The Gronkulator: Job Status Display
The Gronkulator, or “The Gronk” is a web-based tool that provides a pictorial depiction of the jobs running on ALCF supercomputers. The tool also provides information about the job queue and machine reservations. The tool can be accessed via status.alcf.anl.gov.
Note: If you are logged into the system, all of the information contained on the Gronkulator is available via the “qstat” command. There are more options in the qstat command that are not available on the Gronkulator.
To view machine activity, click on the name of one of our supercomputers. Upon clicking, you will see all the jobs running on the resource. The running jobs are color-coded by the name of the project allocation that the job is being charged to.
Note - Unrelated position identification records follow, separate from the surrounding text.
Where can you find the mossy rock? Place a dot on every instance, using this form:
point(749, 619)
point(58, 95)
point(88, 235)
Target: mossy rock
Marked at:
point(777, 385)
Under the color-coded blocks, the "Running" tab will be activated. This tab displays the length of time for the job has been running (i.e. “Running Time”), the requested “Wall Time”, its location on the machine (i.e. the specific rack partitions on which the job is running), the number of compute nodes the job is running, and the mode (i.e. the number of MPI threads that the job is running on, on each compute node).
There are three additional tabs: Starting, Queued, and Reservations.
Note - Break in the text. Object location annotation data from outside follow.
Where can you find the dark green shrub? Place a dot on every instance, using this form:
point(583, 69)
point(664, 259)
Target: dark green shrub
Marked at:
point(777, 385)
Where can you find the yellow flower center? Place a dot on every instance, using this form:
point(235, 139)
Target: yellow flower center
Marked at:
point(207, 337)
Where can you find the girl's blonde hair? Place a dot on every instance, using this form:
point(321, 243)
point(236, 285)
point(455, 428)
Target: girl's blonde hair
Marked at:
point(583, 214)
"Starting" shows the jobs that will run next. "Queued" shows the number of jobs that are queued on the system, and their score. The higher the score the more likelihood of the job running before those that have a lower score, should an appropriately sized partition become available. The third tab “Reservations”, shows if any reservations have been placed.
For instance, if you have submitted a fairly large job in the queue (large by way of the number of nodes on which the job will run, and/or the length of time for which it will run), and you notice that other jobs with a lower score are being transitioned from the “Queued Jobs” state to the “Running Jobs” state, then check if there is an upcoming “reservation” that is causing the system to “drain”. As a note, there is almost always a reservation for “preventative maintenance”.
The layout of Cooley (the visualization system) is a bit different than Theta. The squares under a Rack represents a compute node which has 12 cores.